10 oct 2011

Sahumerio del 8 de Octubre

María Stma. de los Dolores Coronada. Foto: Álvaro Simón Quero.


¿Saben de esas nebulosas formadas por cientos y cientos de pequeños pájaros? Que vuelan en bandada y dibujan en el cielo fluctuantes masas; que cambian armoniosamente de forma y tamaño. Son un prodigio de la naturaleza, por cuanto que implican a un número impresionante de criaturas y dependen de leyes físicas y del factor aleatorio. Anoche en Calle Sagasta se formaron varios de esos remolinos mágicos, espesos y cambiantes, jugueteando con el aire templado de octubre; solo que en lugar de pájaros, se trataba de los incontables pétalos de quinientas docenas de claveles deshojados. Algo nunca visto en Málaga; o si suena muy pretencioso, algo que jamás han disfrutado mis retinas. Quizá el regalo más hermoso a la Virgen de los Dolores en el aniversario de su Coronación Canónica.

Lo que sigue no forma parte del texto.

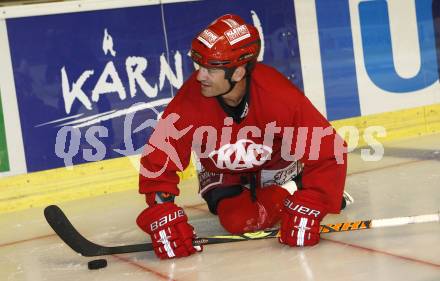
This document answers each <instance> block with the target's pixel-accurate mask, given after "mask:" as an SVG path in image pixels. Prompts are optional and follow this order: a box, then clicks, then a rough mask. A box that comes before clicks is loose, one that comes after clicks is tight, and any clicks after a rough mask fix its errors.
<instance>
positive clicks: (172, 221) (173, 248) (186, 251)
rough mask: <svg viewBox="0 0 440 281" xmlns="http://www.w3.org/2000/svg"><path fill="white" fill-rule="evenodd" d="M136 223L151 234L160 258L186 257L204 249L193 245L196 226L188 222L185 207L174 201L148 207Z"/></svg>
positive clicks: (142, 212) (144, 229)
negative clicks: (193, 227) (193, 245)
mask: <svg viewBox="0 0 440 281" xmlns="http://www.w3.org/2000/svg"><path fill="white" fill-rule="evenodd" d="M136 223H137V224H138V225H139V227H140V228H141V229H142V230H143V231H145V232H147V233H148V234H150V236H151V241H152V243H153V248H154V252H155V253H156V256H158V257H159V258H160V259H171V258H174V257H186V256H189V255H192V254H194V253H195V252H196V251H202V250H203V248H202V247H201V246H196V247H194V246H193V244H192V242H193V240H194V238H195V237H196V235H195V232H194V228H193V227H192V226H191V225H190V224H189V223H188V217H187V216H186V214H185V213H184V212H183V209H182V208H180V207H178V206H177V205H176V204H174V203H163V204H157V205H153V206H151V207H148V208H147V209H145V210H144V211H143V212H142V213H141V214H140V215H139V216H138V218H137V220H136Z"/></svg>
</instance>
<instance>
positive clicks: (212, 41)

No tenía precio atisbarla llegar desde Félix Saenz con el ave maría cantado de Encarnación Coronada -¿quién no repite esa oración muy bajito, para sus adentros, apenas despegando los labios, si siente a los portadores rezarle a la Señora?-. Bajo el recoleto y airoso edificio art decó, la algarabía se nos ceñía a los corazones, prevenidos como estábamos de algo sin precedentes que se iba a producir. La banda de música de la cofradía toca Pasan los campanilleros, y la dolorosa de San Pedro, que todo lo que roza lo vuelve elegante, avanza bajo esa lluvia impensable, entre los olés entusiastas del gentío -que no sabe a dónde mirar, desconcertado-. Lo que duró unos minutos el alma lo encoge a la sensación de unos segundos, para golpearnos en la certeza de que la belleza es algo efímero a lo que no podemos asirnos. Unos instantes después podía pisarse esa alfombra mullida, todavía en la incredulidad de lo visto y sentido. El manto de Esperanza Elena Caro, refulgente tras la restauración, quedaba ahogado en la espesura blancuzca y rizada, como tras una nevada.

Y es solo un fotograma de la noche esplendorosa de ayer; un recuerdo al que aferrarse para adornarlo con el paso de los años y -sabiéndolo irrepetible- encajarlo en esa magnífica mitología cofrade que construimos a base de las propias vivencias y la sabiduría popular. Aquella petalada, la de Calle Sagasta, toda la primavera que a la Virgen le fue velada en su Miércoles Santo -por mor de la lluvia- y devuelta en justicia multiplicada, sabedores de que nunca es bastante. Hipérbole malagueña donde las haya.

Ahora queda el regusto repartido en pequeños soplos de lo que fueron la mañana, el mediodía, la tarde, la noche y la madrugada. Vivido con la intensidad que sólo se dedica en Semana Santa -el alma confundida desde hacía unos días, por si en realidad se estaba en una extraña cuaresma-. Las plantas doloridas al dejar la Virgen recogerse en su casa, el ánimo exaltado tras el reencuentro con los cofrades de toda la vida, los buenos amigos, las conversaciones animadas... La sensación de haber recorrido el borde incierto de un Miércoles Santo arrebatado.